The pharmacokinetic data were analyzed using Phoenix® WinNonlin® Build 8.0 (Certara USA, Inc., Princeton, NJ, USA). We employed a non-compartmental analysis for this study to determine the pharmacokinetic parameters.

2.4.1 Plasma Protein Binding

Plasma protein binding was assessed for each subject at three distinct timepoints using ultrafiltration.

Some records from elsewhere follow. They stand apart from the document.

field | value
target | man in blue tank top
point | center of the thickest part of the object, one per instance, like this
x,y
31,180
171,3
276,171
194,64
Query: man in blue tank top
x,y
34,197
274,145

Mean plasma protein binding per subject was used to calculate unbound drug concentrations, which were used for pharmacokinetic analysis.

2.4.2 Pharmacokinetic Parameters

We determined key plasma pharmacokinetic parameters, including maximum plasma concentration, elimination half-life, apparent volume of distribution, total body clearance, and area under the concentration–time curve from 0 to 6 h.

We also calculated the duration that unbound plasma concentrations exceeded the minimal inhibitory concentration [MIC] (fT>MIC) for AMO and AMP, using MIC values of 4 mg/L, 8 mg/L, and 16 mg/L, representing the upper range for relevant pathogens per European Committee on Antimicrobial Susceptibility Testing MIC distributions [25]. Calculations of the fT>MIC were based on the individual concentrations from each study subject.

2.4.3 Exposure Comparison

To compare drug exposure between the normothermic and hypothermic states, we calculated concentration ratios (individual concentration at each timepoint in normothermia divided by the concentration at the same time point in hypothermia) for plasma, muscle, and subcutaneous tissue.

2.5 Data Analysis2.5.1 Urine Excretion

The amount of drug excreted in urine within the first 6 h after infusion initiation at the targeted temperature (hypo- or normothermia) was quantified based on concentration measurements at various urine sampling intervals. This was expressed as a percentage of the administered drug dose for one dosing interval.

2.6 Statistical Methods

Data presentation included mean values ± SDs or geometric means with 95% confidence intervals, as appropriate. A paired, parametric t test was used to test for statistical significance of differences, at a two-sided p value of < 0.05.